Every machine in the codebase except one follows the factory pattern: a createXxxMachine(callbacks) function that returns an object with methods, using closure variables for state. ZoomPanState is the exception.

The Reducer Pattern📋

export interface ZoomPanState {
  zoom: number;
  panX: number;
  panY: number;
  dragging: boolean;
  lastX: number;
  lastY: number;
}

export function createInitialState(): ZoomPanState {
  return { zoom: 1, panX: 0, panY: 0, dragging: false, lastX: 0, lastY: 0 };
}

export function zoomIn(state: ZoomPanState): ZoomPanState {
  return { ...state, zoom: clampZoom(state.zoom * ZOOM_FACTOR) };
}

export function zoomOut(state: ZoomPanState): ZoomPanState {
  return { ...state, zoom: clampZoom(state.zoom / ZOOM_FACTOR) };
}

export function startDrag(state: ZoomPanState, x: number, y: number): ZoomPanState {
  return { ...state, dragging: true, lastX: x, lastY: y };
}

export function moveDrag(state: ZoomPanState, x: number, y: number): ZoomPanState {
  if (!state.dragging) return state;
  return {
    ...state,
    panX: state.panX + (x - state.lastX),
    panY: state.panY + (y - state.lastY),
    lastX: x,
    lastY: y,
  };
}

export function endDrag(state: ZoomPanState): ZoomPanState {
  return { ...state, dragging: false };
}

Each function takes the current state (and optional input) and returns a new state. No mutation. No closure. No callbacks. The caller — the adapter — holds the mutable binding:

// In the adapter:
let viewState = createInitialState();

container.addEventListener('wheel', (e) => {
  e.preventDefault();
  viewState = wheelZoom(viewState, e.deltaY);
  applyTransform(viewState);
});

container.addEventListener('pointerdown', (e) => {
  viewState = startDrag(viewState, e.clientX, e.clientY);
});

The adapter owns mutation. The reducer owns logic. The separation is absolute.

Why a Reducer Here?📋

ZoomPanState has properties that make the reducer pattern superior to the factory pattern:

1. Serialization — the state is frequently serialized for the FSM simulator overlay, debug panels, and snapshot comparison. A plain object is trivially JSON-serializable. A factory's closure state is not accessible from outside.

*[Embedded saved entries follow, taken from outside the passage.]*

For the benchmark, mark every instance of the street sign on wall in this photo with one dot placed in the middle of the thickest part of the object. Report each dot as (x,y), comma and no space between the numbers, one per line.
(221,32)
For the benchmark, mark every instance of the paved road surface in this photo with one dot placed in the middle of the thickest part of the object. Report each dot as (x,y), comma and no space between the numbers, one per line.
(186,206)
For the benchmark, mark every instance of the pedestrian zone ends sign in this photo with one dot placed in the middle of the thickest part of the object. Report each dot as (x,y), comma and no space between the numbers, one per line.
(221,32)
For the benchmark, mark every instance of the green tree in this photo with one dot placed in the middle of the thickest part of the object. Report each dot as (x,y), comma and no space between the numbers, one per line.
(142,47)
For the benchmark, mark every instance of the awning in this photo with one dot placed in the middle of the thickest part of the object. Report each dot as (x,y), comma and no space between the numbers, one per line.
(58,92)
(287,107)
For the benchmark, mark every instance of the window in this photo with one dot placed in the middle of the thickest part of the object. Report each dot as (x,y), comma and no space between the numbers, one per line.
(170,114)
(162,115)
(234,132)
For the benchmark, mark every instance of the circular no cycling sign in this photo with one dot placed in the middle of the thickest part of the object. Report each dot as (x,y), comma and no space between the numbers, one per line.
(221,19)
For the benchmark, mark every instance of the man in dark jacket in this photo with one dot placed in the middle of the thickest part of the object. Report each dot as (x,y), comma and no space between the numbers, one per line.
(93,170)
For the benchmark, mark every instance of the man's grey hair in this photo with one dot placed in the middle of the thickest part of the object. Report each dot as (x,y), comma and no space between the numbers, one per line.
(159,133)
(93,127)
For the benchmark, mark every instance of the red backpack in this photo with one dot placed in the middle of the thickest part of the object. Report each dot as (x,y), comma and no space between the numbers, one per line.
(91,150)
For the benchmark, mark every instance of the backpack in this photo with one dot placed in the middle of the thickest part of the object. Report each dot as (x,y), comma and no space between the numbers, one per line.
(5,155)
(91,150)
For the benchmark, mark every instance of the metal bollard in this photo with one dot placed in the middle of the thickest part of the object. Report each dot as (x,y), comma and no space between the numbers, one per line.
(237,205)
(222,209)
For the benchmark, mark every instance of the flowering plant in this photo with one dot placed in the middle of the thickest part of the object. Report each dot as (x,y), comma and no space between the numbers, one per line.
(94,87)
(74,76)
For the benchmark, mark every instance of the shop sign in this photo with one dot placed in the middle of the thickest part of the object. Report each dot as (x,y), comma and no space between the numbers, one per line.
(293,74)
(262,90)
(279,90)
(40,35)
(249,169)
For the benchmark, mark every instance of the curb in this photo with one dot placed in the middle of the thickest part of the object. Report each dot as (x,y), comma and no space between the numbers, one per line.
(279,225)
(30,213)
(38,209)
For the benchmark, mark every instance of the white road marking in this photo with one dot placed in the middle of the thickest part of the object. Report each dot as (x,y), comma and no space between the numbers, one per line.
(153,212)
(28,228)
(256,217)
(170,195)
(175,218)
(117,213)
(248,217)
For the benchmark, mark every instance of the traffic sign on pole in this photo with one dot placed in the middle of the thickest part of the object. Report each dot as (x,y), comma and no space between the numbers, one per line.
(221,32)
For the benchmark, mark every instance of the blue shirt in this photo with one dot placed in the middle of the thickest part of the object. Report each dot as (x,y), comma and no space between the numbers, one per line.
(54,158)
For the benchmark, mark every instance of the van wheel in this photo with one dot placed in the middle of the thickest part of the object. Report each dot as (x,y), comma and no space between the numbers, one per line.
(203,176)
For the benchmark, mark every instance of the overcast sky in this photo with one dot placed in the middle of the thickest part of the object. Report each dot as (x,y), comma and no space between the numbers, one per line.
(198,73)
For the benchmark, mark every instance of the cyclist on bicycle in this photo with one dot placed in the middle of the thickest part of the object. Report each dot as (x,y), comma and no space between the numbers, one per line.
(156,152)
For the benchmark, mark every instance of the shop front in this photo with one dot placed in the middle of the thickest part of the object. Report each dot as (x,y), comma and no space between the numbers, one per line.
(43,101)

2. Comparison — the adapter sometimes needs to check if a transition changed anything: if (viewState === prevState) return;. With immutable objects, reference equality is a free check. With mutable closure state, you need to compare field by field.

3. Restoration — when the overlay closes and reopens, the state resets to initial. With a reducer, this is viewState = createInitialState(). With a factory, you need a reset() method that reinitializes every closure variable.

4. Snapshotting — the getZoomPanSnapshot function returns a frozen copy for external consumers who should not be able to mutate the state:

export function getZoomPanSnapshot(state: ZoomPanState): DeepReadonly<ZoomPanState> {
  const copy: ZoomPanState = {
    zoom: state.zoom,
    panX: state.panX,
    panY: state.panY,
    dragging: state.dragging,
    lastX: state.lastX,
    lastY: state.lastY,
  };
  return Object.freeze(copy) as DeepReadonly<ZoomPanState>;
}

With a factory, this would require exposing every field through getters and then copying them. With a reducer, the state is already an object — freezing it is one line.

The Decision: Factory vs Reducer📋

In this codebase, 42 machines use factories and 1 uses reducers. The ratio reflects the reality that most machines need callbacks — they need to notify the adapter when something changes. ZoomPanState is the rare case where the adapter polls the state after every input rather than receiving callbacks. The reducer pattern is not better or worse — it is the right tool for this specific case.

How the Reducer Appears in the Decorator📋

The decorator does not care whether the machine is a factory or a reducer. It sees the same metadata:

@FiniteStateMachine({
  states: ['idle', 'dragging'] as const,
  events: ['zoomIn', 'zoomOut', 'setZoom', 'reset', 'startDrag', 'updateDrag', 'endDrag'] as const,
  transitions: [
    { from: 'idle',     to: 'dragging', on: 'startDrag' },
    { from: 'dragging', to: 'dragging', on: 'updateDrag' },
    { from: 'dragging', to: 'idle',     on: 'endDrag' },
  ] as const,
  // ...
})
export class ZoomPanStateFsm {}

The build pipeline extracts states, transitions, emits, listens — all declarative metadata. Whether the runtime implementation uses a factory or a reducer is invisible to the tooling. This is the payoff of the decorator-as-database approach: the metadata layer is independent of the implementation strategy.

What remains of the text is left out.